Jalon Linton

Personal information
- Born: 11 March 1984 (age 41) Cayman Islands
- Batting: Right-handed
- Role: Batsman

International information
- National side: Cayman Islands;
- T20I debut (cap 18): 13 April 2022 v Bahamas
- Last T20I: 16 April 2022 v Bahamas

Career statistics
| Competition | First-class | T20 |
| Matches | 2 | 2 |
| Runs scored | 24 | 2 |
| Batting average | 8.00 | 2.00 |
| 100s/50s | 0/0 | 0/0 |
| Top score | 9 | 2 |
| Catches/stumpings | 2/0 | 1/0 |
- Source: CricketArchive, 17 April 2022

= Jalon Linton =

Caymanian cricketer

Jalon Linton (born 11 March 1984) is a cricketer who has played for the Cayman Islands national cricket team since 2005.

==Career==
Jalon Linton's first taste of international cricket came in July 2003 when he took part in the Americas Under-19 Championship at the Maple Leaf Cricket Club in King City, Ontario. He played in all four matches as the Cayman Islands finished as runners-up to hosts Canada.

He first played for the senior team in the 2005 ICC Intercontinental Cup, playing first-class matches against Bermuda and Canada at the Toronto Cricket, Skating and Curling Club. The following year, he played in the inaugural Stanford 20/20 tournament, before playing the ICC Americas Championship in King City.

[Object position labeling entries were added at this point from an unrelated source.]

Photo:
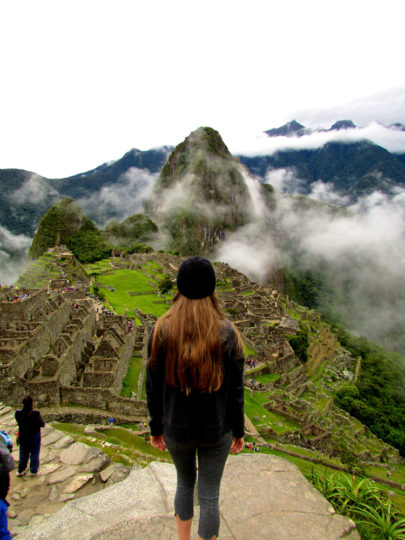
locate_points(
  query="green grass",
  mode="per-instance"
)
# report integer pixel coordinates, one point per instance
(126, 281)
(269, 377)
(130, 383)
(254, 407)
(127, 447)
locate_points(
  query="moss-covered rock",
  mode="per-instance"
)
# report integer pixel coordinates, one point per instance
(65, 223)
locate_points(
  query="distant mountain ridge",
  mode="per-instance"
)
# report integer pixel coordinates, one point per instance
(352, 169)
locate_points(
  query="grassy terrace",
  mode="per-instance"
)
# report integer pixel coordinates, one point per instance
(120, 287)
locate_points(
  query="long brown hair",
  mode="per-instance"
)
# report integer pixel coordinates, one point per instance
(190, 334)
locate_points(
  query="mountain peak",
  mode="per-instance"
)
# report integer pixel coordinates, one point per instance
(287, 130)
(342, 124)
(200, 194)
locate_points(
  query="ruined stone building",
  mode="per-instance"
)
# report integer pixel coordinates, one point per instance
(55, 347)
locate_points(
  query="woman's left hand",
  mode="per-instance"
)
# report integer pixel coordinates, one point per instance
(158, 441)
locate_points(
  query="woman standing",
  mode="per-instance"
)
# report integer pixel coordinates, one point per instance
(29, 429)
(194, 388)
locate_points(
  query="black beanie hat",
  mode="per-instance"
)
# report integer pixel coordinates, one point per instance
(196, 278)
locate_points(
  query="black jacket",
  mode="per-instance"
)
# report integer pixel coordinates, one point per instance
(199, 416)
(29, 424)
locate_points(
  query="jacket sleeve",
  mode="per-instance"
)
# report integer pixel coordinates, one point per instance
(236, 389)
(154, 392)
(40, 420)
(6, 457)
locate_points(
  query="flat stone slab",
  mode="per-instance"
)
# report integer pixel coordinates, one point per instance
(60, 475)
(77, 482)
(261, 497)
(78, 453)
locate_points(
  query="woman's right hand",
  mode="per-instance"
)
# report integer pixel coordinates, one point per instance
(237, 445)
(158, 441)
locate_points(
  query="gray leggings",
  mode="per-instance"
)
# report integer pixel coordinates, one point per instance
(211, 463)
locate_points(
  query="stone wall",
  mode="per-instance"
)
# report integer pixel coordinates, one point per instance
(23, 309)
(103, 398)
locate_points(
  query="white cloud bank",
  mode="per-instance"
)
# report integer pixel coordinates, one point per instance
(391, 139)
(13, 252)
(361, 250)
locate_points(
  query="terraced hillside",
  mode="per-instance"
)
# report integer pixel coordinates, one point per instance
(290, 404)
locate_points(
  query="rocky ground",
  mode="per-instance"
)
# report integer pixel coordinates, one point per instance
(68, 470)
(78, 493)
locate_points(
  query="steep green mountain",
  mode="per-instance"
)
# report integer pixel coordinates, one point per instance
(66, 224)
(136, 228)
(200, 195)
(25, 196)
(81, 185)
(352, 169)
(291, 128)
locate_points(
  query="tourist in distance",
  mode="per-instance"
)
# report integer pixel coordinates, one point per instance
(194, 387)
(6, 465)
(29, 429)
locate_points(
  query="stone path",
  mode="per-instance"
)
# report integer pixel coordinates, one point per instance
(68, 470)
(79, 494)
(261, 497)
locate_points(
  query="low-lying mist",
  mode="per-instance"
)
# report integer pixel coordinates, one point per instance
(359, 250)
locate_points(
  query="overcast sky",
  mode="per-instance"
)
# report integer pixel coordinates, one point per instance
(84, 81)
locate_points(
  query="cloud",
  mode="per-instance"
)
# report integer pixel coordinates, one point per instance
(386, 107)
(360, 250)
(34, 190)
(285, 180)
(260, 145)
(121, 199)
(13, 253)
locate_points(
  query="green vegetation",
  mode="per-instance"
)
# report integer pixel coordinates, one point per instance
(66, 224)
(134, 231)
(126, 289)
(377, 398)
(130, 383)
(87, 244)
(119, 444)
(300, 343)
(365, 503)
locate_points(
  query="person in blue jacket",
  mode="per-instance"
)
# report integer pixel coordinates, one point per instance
(194, 387)
(29, 428)
(6, 465)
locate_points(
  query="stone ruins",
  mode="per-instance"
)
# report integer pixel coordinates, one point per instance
(58, 346)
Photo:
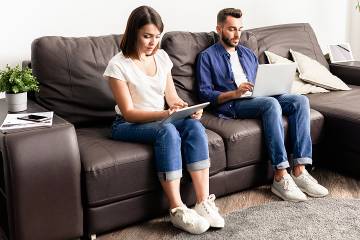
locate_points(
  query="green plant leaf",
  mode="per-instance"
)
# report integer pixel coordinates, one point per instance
(16, 80)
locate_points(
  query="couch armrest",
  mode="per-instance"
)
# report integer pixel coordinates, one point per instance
(42, 182)
(349, 72)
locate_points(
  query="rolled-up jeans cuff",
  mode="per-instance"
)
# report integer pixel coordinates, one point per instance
(170, 176)
(302, 161)
(282, 165)
(199, 165)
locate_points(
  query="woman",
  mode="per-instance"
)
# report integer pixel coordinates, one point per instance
(141, 81)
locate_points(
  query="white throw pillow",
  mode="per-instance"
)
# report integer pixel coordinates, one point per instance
(298, 86)
(313, 72)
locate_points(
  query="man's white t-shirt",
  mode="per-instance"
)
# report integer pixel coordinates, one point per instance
(147, 92)
(237, 69)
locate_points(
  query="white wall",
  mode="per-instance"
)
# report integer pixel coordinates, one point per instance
(353, 29)
(22, 21)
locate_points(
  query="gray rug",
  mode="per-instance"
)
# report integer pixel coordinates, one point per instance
(326, 218)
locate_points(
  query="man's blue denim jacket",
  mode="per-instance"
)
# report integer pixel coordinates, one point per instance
(214, 74)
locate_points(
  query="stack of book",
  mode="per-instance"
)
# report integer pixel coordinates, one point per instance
(26, 120)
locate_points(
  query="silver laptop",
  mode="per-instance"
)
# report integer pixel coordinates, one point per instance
(272, 79)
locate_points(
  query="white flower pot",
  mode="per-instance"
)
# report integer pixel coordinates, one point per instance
(16, 102)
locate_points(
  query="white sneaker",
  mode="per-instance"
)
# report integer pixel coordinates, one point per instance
(309, 185)
(210, 212)
(287, 190)
(188, 220)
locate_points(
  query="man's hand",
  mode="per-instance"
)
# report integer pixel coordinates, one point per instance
(243, 88)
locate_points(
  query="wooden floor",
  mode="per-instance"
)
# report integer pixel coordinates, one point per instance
(339, 186)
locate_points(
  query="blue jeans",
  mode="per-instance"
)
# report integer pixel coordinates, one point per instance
(270, 110)
(185, 137)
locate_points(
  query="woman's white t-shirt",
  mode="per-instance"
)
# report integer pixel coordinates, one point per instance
(147, 92)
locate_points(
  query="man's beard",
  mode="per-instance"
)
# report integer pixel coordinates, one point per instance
(227, 41)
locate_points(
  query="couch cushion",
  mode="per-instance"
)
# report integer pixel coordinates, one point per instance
(313, 72)
(244, 141)
(280, 38)
(183, 48)
(342, 116)
(70, 74)
(115, 170)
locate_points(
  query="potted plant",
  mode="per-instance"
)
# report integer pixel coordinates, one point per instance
(16, 82)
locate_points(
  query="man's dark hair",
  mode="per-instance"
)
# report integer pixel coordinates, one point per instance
(138, 18)
(223, 14)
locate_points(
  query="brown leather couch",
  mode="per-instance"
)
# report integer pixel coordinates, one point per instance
(116, 184)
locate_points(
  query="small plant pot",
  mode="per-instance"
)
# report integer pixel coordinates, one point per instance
(16, 102)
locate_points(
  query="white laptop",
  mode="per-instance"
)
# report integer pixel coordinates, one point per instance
(340, 53)
(272, 79)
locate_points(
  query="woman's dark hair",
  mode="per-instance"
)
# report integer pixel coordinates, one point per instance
(138, 18)
(223, 14)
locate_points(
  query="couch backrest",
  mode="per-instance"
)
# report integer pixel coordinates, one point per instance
(70, 69)
(70, 74)
(280, 38)
(183, 48)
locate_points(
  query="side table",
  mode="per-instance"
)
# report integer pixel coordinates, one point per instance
(40, 192)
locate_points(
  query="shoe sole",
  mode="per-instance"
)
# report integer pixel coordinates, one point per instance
(273, 190)
(217, 225)
(311, 194)
(197, 233)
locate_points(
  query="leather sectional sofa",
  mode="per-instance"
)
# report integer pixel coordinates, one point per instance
(72, 180)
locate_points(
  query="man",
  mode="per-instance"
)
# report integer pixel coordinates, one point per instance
(226, 71)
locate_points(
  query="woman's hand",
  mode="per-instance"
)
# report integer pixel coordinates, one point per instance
(197, 115)
(176, 106)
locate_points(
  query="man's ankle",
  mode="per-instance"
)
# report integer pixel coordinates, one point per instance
(297, 170)
(279, 173)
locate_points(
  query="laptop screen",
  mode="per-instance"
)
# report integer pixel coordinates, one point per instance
(340, 53)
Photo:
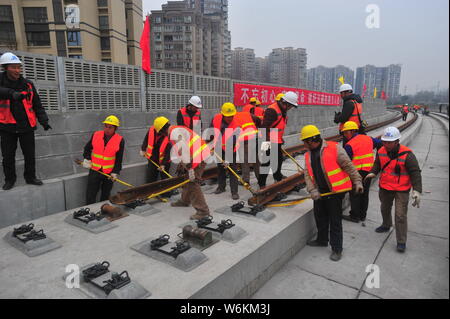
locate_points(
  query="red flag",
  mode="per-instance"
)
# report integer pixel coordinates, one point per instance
(145, 46)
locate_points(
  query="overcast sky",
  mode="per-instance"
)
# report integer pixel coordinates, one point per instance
(413, 33)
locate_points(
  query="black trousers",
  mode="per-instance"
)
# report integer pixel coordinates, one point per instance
(9, 147)
(328, 215)
(97, 181)
(276, 167)
(360, 202)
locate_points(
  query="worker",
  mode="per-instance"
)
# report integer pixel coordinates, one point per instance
(236, 129)
(190, 115)
(328, 170)
(156, 148)
(400, 171)
(103, 153)
(352, 109)
(192, 152)
(250, 105)
(405, 112)
(274, 122)
(20, 109)
(360, 150)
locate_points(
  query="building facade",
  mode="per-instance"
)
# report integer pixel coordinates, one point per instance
(108, 30)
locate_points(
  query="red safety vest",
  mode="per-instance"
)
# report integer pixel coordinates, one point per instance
(279, 124)
(103, 157)
(357, 109)
(198, 149)
(394, 177)
(337, 179)
(363, 156)
(151, 142)
(6, 116)
(188, 120)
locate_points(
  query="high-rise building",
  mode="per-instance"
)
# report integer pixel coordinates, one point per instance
(288, 67)
(243, 62)
(189, 36)
(385, 79)
(108, 30)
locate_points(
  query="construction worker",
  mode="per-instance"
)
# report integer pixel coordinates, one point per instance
(226, 124)
(360, 150)
(250, 105)
(103, 153)
(405, 111)
(156, 148)
(190, 115)
(274, 122)
(329, 171)
(351, 110)
(193, 152)
(400, 171)
(20, 109)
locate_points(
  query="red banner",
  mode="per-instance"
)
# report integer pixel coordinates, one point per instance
(267, 94)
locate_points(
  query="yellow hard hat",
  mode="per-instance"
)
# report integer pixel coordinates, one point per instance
(350, 125)
(228, 109)
(160, 122)
(113, 120)
(309, 131)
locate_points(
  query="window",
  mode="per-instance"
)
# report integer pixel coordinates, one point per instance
(103, 22)
(73, 38)
(105, 43)
(36, 26)
(7, 33)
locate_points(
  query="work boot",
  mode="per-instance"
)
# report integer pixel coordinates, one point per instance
(315, 243)
(219, 190)
(350, 219)
(34, 181)
(401, 247)
(8, 185)
(335, 256)
(382, 229)
(179, 203)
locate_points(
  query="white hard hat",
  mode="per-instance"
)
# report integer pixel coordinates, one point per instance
(9, 58)
(291, 98)
(345, 87)
(196, 101)
(391, 134)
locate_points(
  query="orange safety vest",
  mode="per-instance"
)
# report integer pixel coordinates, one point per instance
(198, 149)
(337, 179)
(279, 124)
(357, 109)
(151, 142)
(188, 120)
(104, 157)
(6, 116)
(394, 177)
(363, 156)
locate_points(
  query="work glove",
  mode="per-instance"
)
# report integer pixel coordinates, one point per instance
(359, 189)
(368, 177)
(315, 195)
(265, 146)
(416, 199)
(337, 116)
(191, 175)
(17, 96)
(87, 164)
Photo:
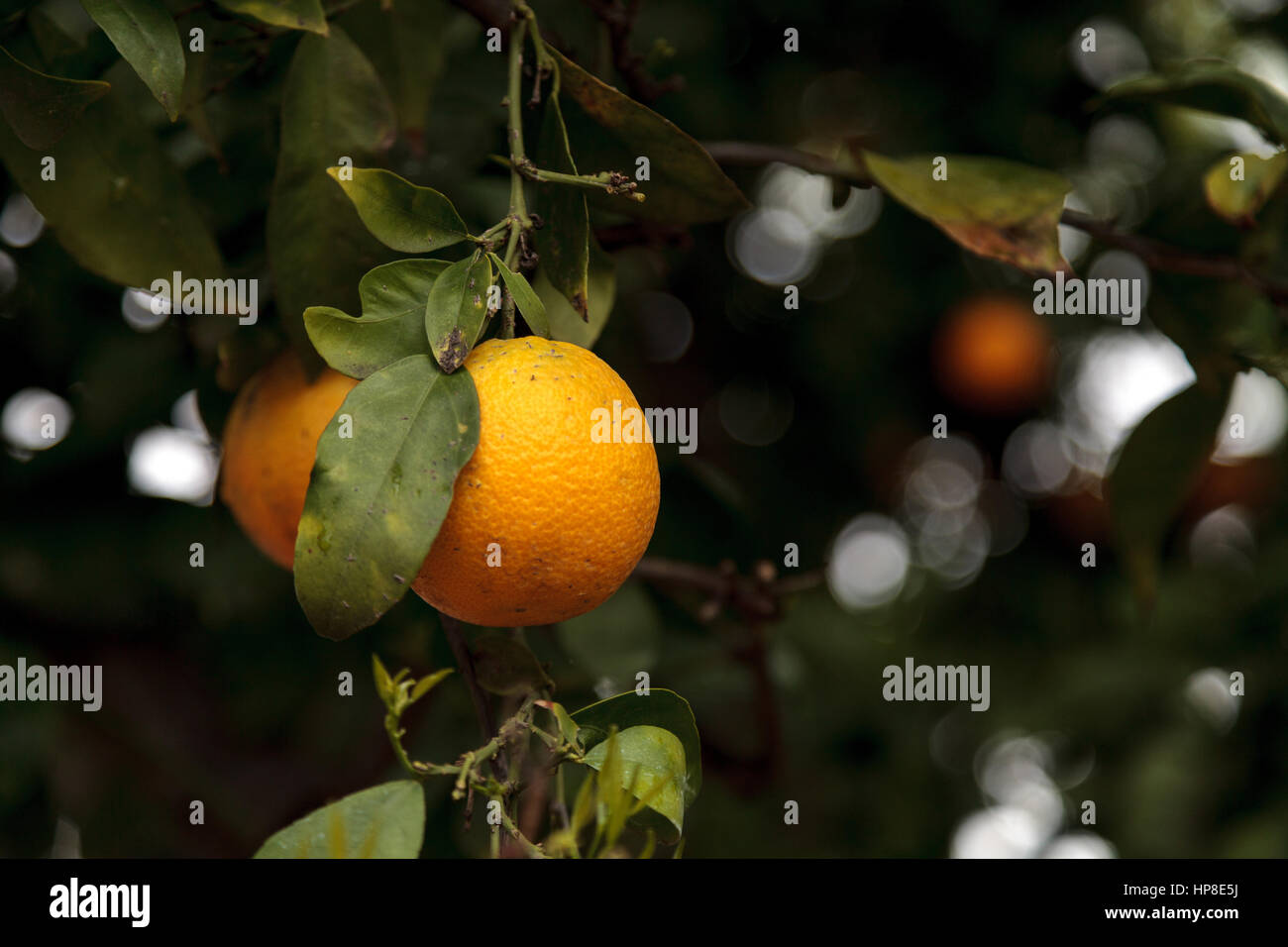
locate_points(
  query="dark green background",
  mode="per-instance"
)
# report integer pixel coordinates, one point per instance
(217, 688)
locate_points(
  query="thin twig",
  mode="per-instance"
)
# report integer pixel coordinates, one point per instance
(465, 661)
(755, 598)
(618, 18)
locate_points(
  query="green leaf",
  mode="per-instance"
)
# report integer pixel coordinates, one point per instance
(42, 108)
(145, 34)
(456, 308)
(566, 324)
(333, 106)
(660, 707)
(616, 641)
(505, 665)
(609, 132)
(567, 725)
(993, 208)
(524, 299)
(566, 243)
(399, 214)
(119, 205)
(1237, 201)
(376, 499)
(391, 325)
(1154, 472)
(1212, 85)
(652, 768)
(425, 684)
(380, 822)
(294, 14)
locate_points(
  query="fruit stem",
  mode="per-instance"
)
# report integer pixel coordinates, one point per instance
(519, 219)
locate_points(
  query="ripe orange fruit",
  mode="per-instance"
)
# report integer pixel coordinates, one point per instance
(993, 355)
(269, 444)
(570, 513)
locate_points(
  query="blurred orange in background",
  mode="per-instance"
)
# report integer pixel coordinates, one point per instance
(993, 356)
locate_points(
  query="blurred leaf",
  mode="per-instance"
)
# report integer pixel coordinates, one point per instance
(652, 768)
(566, 324)
(524, 299)
(380, 822)
(333, 107)
(1237, 201)
(391, 325)
(119, 206)
(294, 14)
(566, 240)
(416, 29)
(1212, 85)
(42, 108)
(616, 641)
(376, 499)
(993, 208)
(145, 34)
(661, 707)
(506, 667)
(1153, 474)
(425, 684)
(456, 308)
(610, 131)
(400, 214)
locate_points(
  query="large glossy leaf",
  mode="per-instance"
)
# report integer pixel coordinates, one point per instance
(565, 244)
(1237, 201)
(993, 208)
(610, 131)
(145, 34)
(400, 214)
(119, 206)
(377, 499)
(566, 324)
(1212, 85)
(527, 302)
(294, 14)
(653, 768)
(660, 707)
(456, 309)
(380, 822)
(1153, 474)
(391, 325)
(42, 108)
(333, 106)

He most recently played for the Cayman Islands in Division Three of the World Cricket League in Darwin, Australia though he only played in one match, the third place play-off against Papua New Guinea.

In April 2022, he was named in the Cayman Islands' Twenty20 International (T20I) squad for their series against the Bahamas. He made his T20I debut on 13 April 2022, for the Cayman Islands against the Bahamas.